Metadata-Version: 2.4
Name: Analytics-EDA
Version: 0.1.17
Summary: A lightweight Python library that streamlines EDA with fast, automated analysis to uncover data issues, validate assumptions, and support modeling decisions.
Author-email: Andrew Dabrowski <andrew.dabrowski@archistrata.com>
License: Apache-2.0
Project-URL: Homepage, https://github.com/archistrata/analytics-eda
Project-URL: License, https://www.apache.org/licenses/LICENSE-2.0
Project-URL: Repository, https://github.com/archistrata/analytics-eda
Keywords: eda,analytics,data-analysis,visualization
Classifier: License :: OSI Approved :: Apache Software License
Classifier: Programming Language :: Python :: 3
Classifier: Programming Language :: Python :: 3.11
Classifier: Programming Language :: Python :: 3.12
Classifier: Operating System :: OS Independent
Requires-Python: >=3.11
Description-Content-Type: text/markdown
License-File: LICENSE
License-File: NOTICE
Requires-Dist: numpy>=1.21
Requires-Dist: pandas>=1.3
Requires-Dist: seaborn>=0.11
Requires-Dist: scipy>=1.7
Requires-Dist: statsmodels>=0.12
Requires-Dist: scikit-learn>=0.24
Provides-Extra: dev
Requires-Dist: pytest>=7.0; extra == "dev"
Requires-Dist: pytest-cov>=4.0; extra == "dev"
Dynamic: license-file

# analytics-eda

Exploratory Data Analysis (EDA) is critical but time-consuming and often inconsistent across projects.

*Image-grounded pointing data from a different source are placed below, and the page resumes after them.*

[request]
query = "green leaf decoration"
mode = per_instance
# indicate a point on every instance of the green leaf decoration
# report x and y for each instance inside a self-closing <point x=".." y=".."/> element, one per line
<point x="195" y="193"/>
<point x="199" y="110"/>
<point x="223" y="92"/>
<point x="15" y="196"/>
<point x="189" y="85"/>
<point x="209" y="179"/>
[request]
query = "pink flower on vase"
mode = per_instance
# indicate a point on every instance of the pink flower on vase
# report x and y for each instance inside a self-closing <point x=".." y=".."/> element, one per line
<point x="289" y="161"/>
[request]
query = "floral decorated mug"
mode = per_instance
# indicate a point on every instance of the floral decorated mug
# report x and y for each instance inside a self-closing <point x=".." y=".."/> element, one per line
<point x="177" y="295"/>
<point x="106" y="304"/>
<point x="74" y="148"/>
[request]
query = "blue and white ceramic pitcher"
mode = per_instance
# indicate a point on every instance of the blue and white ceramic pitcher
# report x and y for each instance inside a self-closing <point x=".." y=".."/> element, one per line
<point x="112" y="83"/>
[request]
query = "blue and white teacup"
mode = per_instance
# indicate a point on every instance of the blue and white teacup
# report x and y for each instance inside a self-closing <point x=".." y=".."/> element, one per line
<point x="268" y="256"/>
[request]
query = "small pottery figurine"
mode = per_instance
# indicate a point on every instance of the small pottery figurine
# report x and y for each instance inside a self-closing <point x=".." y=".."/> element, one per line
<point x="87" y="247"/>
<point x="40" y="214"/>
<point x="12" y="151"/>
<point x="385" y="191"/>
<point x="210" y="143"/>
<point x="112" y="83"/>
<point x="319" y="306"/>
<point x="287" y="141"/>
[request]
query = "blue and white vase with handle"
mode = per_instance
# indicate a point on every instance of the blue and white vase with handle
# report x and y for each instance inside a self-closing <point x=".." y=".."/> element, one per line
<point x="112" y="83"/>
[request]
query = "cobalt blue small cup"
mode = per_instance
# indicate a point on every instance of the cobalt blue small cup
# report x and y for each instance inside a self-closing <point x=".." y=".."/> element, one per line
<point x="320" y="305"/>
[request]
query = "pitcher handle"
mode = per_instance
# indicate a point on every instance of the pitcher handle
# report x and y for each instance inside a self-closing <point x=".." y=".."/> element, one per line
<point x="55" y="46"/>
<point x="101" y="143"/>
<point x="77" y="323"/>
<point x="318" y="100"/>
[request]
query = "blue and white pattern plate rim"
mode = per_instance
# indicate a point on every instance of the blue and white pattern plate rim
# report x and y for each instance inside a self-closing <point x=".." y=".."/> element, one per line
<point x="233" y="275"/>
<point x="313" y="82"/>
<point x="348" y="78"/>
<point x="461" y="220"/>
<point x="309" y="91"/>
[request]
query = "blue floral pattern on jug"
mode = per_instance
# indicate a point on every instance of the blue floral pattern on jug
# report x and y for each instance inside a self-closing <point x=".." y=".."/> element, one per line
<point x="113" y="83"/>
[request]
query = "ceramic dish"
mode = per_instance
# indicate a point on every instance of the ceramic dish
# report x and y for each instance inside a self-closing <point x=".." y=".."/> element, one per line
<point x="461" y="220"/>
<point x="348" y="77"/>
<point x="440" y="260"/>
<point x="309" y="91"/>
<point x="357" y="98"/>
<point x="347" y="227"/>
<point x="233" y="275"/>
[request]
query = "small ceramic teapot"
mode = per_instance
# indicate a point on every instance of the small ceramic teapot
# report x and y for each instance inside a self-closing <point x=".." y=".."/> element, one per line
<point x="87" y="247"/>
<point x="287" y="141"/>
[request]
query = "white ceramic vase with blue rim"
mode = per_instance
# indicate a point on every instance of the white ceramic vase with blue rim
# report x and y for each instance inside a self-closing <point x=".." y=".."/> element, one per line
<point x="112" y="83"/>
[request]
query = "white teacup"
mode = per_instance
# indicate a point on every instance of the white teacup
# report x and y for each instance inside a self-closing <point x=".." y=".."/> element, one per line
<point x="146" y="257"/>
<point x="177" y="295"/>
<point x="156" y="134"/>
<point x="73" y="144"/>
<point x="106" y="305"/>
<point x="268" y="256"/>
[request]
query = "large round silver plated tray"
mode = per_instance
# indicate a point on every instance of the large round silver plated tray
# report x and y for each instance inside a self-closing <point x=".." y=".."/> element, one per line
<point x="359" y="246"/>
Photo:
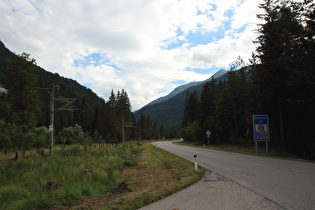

`analytics-eda` is a lightweight Python library that streamlines EDA with fast, automated analysis to uncover data issues, validate assumptions, and support modeling decisions.

## Table of Contents

- [Installation](#installation)
- [Quickstart](#quickstart)
- [Features](#features)
- [API Reference](#api-reference)
- [Contributing Guidelines](#contributing-guidelines)
- [License](#license)

## Installation

**Requires**: Python 3.11 or later

```bash
pip install analytics-eda
```

## Quickstart

Here's how to generate a univariate numeric EDA report from a pandas series:

```python
import json
import numpy as np
import pandas as pd

from analytics_eda.univariate.numeric.univariate_numeric_analysis import univariate_numeric_analysis

# Series to analyze
rng = np.random.default_rng(0)
data = rng.normal(loc=0.0, scale=1.0, size=15)
normal_15_series = pd.Series(data, name="normal_series")

# Analyze numeric series
report_file_path = univariate_numeric_analysis(
    normal_15_series
)

# Access json report
result = json.loads(report_file_path.read_text())
print(json.dumps(result, indent=2))

```

## Features

### Univariate Exploratory Data Analysis

Univariate EDA analyzes a single variable at a time to understand its distribution, detect anomalies, and assess data quality.  
This step is essential for uncovering data issues before modeling and making informed preprocessing decisions.

Supports:

- **Numeric data**:

  - Identifies missing data
  - Computes descriptive statistics (mean, median, std, skew, etc.)
  - Evaluates normality with tests and visualizations
  - Detects outliers using IQR, Z-score, and robust Z-score
  - Runs inferential tests (e.g. goodness-of-fit, variance checks)

- **Categorical data**:
  - Summarizes frequency distributions
  - Flags rare or dominant categories
  - Assesses cardinality and missing values

---

### Bivariate Exploratory Data Analysis

Bivariate EDA compares two variables to assess relationships and patterns across groups.  
It helps detect important group-level differences and guides feature selection or encoding strategies.

Supports:

- **Numeric vs. Categorical**:
  - Performs statistical tests (e.g. homogeneity of variance, distribution overlap)
  - Runs global hypothesis tests to compare group distributions
  - Estimates effect size between segments
  - Analyzes numeric patterns within categorical groups

## API Reference

See our [API Reference.md](docs/API%20Reference/API%20Reference.md) for details.

## Contributing Guidelines

We welcome contributions! Please see [CONTRIBUTING.md](docs/Contributing/CONTRIBUTING.md) for details.

## License

This project is open source under the Apache License 2.0. See [LICENSE](LICENSE) for details.